Most males reach Stage 5 somewhere between 16 and 18. Once this final stage is reached, penile growth is done. There is no secondary growth phase in the 20s or 30s.

What Determines Final Size

Genetics play the largest role in determining adult penis size. Just as your genes set a general blueprint for your height, they set one for genital size. Testosterone is the engine that executes that blueprint during puberty, but the blueprint itself is inherited.

Nutrition and overall health matter in an indirect way. Severe malnutrition or chronic illness during puberty can interfere with normal development by disrupting hormone production. Endocrine conditions that lower testosterone can also slow or limit growth. But for a healthy teenager eating a reasonably balanced diet, there’s no food, vitamin, or lifestyle hack that will push size beyond what genetics have determined.

What Counts as Normal Adult Size

A large study of over 15,000 men found that the average erect penis is 5.1 inches long with a circumference of 4.5 inches. Flaccid, the average length is 3.6 inches and the average girth is 3.7 inches. There’s a wide range of normal around those numbers. Flaccid size is also a poor predictor of erect size, meaning a penis that looks smaller when soft may end up close to average when erect.

Many teens compare themselves to what they see in pornography or online forums, which heavily skews perception. The clinical numbers above come from actual measurements taken by healthcare professionals, not self-reported data, which tends to run about half an inch higher.

When Late Development May Be a Concern

Delayed puberty is formally considered when there’s no testicular enlargement by age 13 or 14, or when more than four years pass between the start of genital development and its completion. If a boy has no signs of puberty by 14, a doctor can check hormone levels to determine whether the delay is simply a matter of timing (sometimes called “late bloomer” pattern, which often runs in families) or whether an underlying hormonal issue needs attention.
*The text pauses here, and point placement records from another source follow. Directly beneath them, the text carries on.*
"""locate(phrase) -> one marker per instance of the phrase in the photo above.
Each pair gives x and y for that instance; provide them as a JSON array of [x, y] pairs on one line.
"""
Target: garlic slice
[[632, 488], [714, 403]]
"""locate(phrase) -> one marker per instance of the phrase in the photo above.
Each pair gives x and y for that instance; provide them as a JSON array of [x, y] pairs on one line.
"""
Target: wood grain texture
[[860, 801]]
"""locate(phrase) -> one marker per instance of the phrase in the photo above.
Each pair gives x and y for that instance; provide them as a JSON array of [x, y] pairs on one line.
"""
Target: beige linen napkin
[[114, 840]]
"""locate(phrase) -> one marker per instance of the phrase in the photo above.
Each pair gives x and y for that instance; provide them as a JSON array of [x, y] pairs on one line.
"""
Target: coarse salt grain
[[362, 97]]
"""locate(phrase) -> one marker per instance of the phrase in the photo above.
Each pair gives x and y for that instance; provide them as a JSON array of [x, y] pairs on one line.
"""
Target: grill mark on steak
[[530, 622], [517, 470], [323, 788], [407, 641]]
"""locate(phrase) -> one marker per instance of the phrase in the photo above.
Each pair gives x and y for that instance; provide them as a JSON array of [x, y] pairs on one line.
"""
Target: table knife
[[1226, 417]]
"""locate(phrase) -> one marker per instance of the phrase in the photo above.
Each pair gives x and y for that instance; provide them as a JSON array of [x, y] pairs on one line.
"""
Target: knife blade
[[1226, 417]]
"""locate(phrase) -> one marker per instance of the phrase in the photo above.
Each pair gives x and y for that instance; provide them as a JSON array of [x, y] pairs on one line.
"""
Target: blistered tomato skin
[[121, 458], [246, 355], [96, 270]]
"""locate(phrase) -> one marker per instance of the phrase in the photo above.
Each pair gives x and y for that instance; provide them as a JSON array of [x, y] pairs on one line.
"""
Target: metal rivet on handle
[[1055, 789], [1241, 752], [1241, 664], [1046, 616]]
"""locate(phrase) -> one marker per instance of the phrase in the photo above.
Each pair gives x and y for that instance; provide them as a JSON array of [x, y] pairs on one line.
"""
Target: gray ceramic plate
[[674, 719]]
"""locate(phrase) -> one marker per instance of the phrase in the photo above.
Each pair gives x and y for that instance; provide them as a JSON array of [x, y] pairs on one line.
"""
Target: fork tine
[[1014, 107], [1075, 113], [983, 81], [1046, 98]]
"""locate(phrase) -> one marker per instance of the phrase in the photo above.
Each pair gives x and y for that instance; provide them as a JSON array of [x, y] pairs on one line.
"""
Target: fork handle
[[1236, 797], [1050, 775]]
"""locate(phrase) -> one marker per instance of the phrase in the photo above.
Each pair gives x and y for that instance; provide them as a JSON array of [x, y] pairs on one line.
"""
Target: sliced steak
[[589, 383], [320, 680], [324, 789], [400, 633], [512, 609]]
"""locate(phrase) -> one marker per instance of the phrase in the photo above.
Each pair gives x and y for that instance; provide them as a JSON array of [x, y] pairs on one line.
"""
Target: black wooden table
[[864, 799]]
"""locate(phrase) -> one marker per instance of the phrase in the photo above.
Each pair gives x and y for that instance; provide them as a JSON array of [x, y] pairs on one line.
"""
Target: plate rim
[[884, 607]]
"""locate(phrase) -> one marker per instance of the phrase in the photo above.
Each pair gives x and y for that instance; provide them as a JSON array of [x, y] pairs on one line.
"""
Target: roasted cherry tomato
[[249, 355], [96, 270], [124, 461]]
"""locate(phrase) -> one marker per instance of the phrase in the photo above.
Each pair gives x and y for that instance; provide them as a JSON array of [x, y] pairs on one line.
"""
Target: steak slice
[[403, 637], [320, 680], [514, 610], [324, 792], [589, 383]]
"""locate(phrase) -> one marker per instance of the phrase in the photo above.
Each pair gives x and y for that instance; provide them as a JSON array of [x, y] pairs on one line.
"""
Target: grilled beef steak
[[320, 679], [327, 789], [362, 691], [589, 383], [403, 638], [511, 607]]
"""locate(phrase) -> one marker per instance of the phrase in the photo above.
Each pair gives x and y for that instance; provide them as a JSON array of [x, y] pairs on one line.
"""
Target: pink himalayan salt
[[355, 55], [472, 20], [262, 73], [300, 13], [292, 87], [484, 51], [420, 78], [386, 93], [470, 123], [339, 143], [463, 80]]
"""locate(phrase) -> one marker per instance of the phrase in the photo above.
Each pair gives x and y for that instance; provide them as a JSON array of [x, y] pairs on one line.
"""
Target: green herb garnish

The presence or absence of pubic hair alone isn’t used to diagnose delayed puberty, because pubic hair can be triggered by a different hormonal pathway than the one responsible for genital growth. The key marker is testicular size.

Enlargement Products Don’t Work

Once puberty is over, the penis will not grow further on its own, and no pill, supplement, or exercise has been proven to change that. The Mayo Clinic is blunt on this point: most advertised techniques don’t work, and some can cause damage.

Supplements marketed for enlargement typically contain vitamins, minerals, or herbs with no proven effect on size. Because they’re classified as dietary supplements, manufacturers don’t have to prove they work or even that they’re safe before selling them. Vacuum pumps, which are sometimes legitimately used for erectile dysfunction, can damage tissue if overused, leading to less firm erections over time. Manual stretching exercises (sometimes called jelqing) have no scientific support and carry a risk of scarring, pain, and deformity. Traction devices that attach to the penis require 4 to 6 hours of daily use for months and still lack solid evidence of meaningful results.

The bottom line: growth happens during puberty, finishes by the late teens, and is overwhelmingly determined by genetics. For the vast majority of males, their adult size falls well within the normal range.